VIDEO. "13h15". "La minute pour ne rien comprendre" au candidat idéal

De droite et/ou de gauche ? Sociaux et/ou libéraux ? Centristes et/ou radicaux ? Libertaires et/ou autoritaires ? Les Français veulent un petit bout de tout pour fabriquer un-e candidat-e idéal-e… Un rêve ? Un cauchemar ? A n’y rien comprendre… Extrait de "13h15 le dimanche" du 2 octobre.

Les Français sont-ils raisonnables ou utopiques, ingouvernables ou mal gouvernés ? Parfois, ils aiment jouer avec leurs paradoxes : plus de protections et plus de libertés, plus de dialogue social, tout en boudant les syndicats… Bref, ils veulent un bout de tout qui conduit à un candidat… plutôt hybride… Réponse en une minute par François-Julien Piednoir et Nathanaël Brun (illustration) : 

"Une minute cette semaine pour jouer les Frankenstein : dressons le portrait-robot du candidat idéal… Si l'on pouvait extraire le meilleur de chacun de nos politiques, les Français iraient peut-être ponctionner un bout de Sarkozy pour sa combativité… Et si on greffait une dose de zénitude prise chez Juppé ? Mais si l'on cherche un œil protectionniste, allons l'emprunter à Montebourg. Et pourquoi pas une once de nationalisme prélevée sur le front de Marine Le Pen ?"

"Un monstre politique… pour le meilleur ou pour le pire"

"Un poil de libéralisme sur le menton de Macron, et chez Valls, écoutons son autorité républicaine ! Il n'est pas candidat, c’est vrai, mais on ne sait jamais… Bon, continuons : un peu de conscience écolo chez Duflot. Elle a du flair en la matière. Chez NKM, seule candidate des Républicains, greffons sa détermination. Mélenchon (on laisse son caractère de côté), ne gardons que sa foi inébranlable dans le peuple… de gauche, surtout.

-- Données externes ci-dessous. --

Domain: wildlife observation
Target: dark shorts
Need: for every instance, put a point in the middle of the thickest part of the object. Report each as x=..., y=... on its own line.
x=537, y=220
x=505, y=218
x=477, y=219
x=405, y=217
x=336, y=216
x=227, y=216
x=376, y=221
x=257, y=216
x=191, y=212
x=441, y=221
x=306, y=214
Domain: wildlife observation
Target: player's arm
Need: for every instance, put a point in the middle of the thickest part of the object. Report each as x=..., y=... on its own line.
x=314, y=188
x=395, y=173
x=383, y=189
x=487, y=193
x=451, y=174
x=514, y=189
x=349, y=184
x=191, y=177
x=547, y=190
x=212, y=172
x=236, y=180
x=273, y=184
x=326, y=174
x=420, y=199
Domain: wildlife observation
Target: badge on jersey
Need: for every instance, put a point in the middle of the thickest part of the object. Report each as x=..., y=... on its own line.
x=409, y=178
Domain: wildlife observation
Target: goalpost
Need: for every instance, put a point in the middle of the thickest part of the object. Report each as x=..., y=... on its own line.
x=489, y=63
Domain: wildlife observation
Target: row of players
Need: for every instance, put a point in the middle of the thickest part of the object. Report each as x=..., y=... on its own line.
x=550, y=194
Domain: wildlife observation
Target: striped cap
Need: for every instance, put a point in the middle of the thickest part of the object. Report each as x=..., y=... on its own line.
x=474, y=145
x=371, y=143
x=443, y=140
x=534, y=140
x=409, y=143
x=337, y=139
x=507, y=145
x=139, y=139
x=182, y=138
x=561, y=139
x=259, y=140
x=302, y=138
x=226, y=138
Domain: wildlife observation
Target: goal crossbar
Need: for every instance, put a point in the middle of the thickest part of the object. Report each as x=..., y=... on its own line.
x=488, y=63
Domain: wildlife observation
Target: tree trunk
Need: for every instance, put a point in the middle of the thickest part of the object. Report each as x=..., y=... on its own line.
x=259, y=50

Ajoutons les sourcils et le programme économique de Fillon. Chez Bruno Le Maire… Bruno Le Maire ? Rien ! Non, c’est pas vrai, greffons un peu de renouveau. Et enfin, pour lier tout cela, puisons dans le cerveau de François Hollande un peu d'esprit de synthèse. Bref, l’idéal serait un savant mélange de chacun, avec un risque :  que l'élection présidentielle donne naissance à un monstre politique… pour le meilleur ou pour le pire."